Miss Robinson winked and turned around. The door swung shut after her. Lucinda hesitated. Then she turned and met her own gaze in the mirror.

The Folies Bergére? She tried to imagine Miss Robinson strutting down a runway dressed in feathers and a smile. Dressed in lots less than this costume, that was for sure.

Okay. So, maybe she had seen swimsuits as revealing on the beach. She’d never worn one, of course; she’d never worn anything more showy than the black tank suit she’d worn when she was a student at the Stafford School.

Only a madwoman would go from that stretched-out nylon tank to this bit of spangles and Lycra.

She turned, poked one shoulder towards the mirror.

Besides, even if she were to agree to do this thing—not that she would, but it didn’t hurt to pretend—if she did, the men attending the bachelor party would be sorely disappointed.

Lucinda backed up a little, put on her glasses and took a better look.

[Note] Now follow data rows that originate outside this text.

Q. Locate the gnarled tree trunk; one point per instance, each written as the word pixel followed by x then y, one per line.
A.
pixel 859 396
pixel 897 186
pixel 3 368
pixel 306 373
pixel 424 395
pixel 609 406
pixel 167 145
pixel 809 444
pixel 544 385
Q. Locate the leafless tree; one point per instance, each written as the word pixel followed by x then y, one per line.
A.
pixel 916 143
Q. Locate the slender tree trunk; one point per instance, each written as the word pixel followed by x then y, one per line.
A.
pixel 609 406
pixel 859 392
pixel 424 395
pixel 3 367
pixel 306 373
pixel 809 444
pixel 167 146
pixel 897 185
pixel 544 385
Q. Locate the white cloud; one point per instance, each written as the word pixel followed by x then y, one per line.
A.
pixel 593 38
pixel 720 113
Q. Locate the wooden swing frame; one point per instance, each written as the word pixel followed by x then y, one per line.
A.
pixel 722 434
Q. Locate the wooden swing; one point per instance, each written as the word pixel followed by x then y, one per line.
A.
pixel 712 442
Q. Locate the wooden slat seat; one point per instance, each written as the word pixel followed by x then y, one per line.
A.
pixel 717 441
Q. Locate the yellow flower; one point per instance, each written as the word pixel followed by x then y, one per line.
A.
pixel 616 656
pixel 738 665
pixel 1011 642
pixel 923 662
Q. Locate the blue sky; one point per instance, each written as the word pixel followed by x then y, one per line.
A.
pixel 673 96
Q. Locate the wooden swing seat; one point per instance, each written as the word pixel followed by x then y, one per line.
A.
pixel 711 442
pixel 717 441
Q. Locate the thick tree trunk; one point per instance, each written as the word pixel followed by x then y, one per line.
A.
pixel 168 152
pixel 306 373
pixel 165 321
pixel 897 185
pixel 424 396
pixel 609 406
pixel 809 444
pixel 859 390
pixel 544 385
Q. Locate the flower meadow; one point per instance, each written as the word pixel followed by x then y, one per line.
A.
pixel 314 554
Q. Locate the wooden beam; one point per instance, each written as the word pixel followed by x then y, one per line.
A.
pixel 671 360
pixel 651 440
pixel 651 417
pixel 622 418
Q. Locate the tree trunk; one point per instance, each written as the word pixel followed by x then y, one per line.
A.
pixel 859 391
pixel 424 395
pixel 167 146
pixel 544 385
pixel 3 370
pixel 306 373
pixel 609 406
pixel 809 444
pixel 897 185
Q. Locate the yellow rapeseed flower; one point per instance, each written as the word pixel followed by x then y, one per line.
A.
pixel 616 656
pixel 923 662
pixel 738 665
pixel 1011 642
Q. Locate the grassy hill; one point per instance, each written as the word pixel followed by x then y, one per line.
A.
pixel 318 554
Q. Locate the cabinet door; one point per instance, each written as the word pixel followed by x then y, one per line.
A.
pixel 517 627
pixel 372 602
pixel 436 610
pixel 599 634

Her neck was long, her shoulders too bony, her breasts too small.

She turned a little more, narrowed her eyes and took another look.

Well, small, yes. But rounded, and high. She sucked in her breath. Definitely, rounded and high. Her tummy was flat, her waist narrow. That was good. Her hips weren’t much but her backside seemed okay. From what she’d heard, men liked women to have okay backsides. Long legs, too. And hers were surely that. She’d always had trouble buying panty hose that was long enough without being saggy and baggy on top…

What was she thinking? She’d never go out there. Never.

Do you want that job, Lucinda?

Oh, Lord. Yes. Yes, she did. She’d interviewed for it with a sweet old woman. A Mrs. Romano, who’d seemed undeterred by her inexperience.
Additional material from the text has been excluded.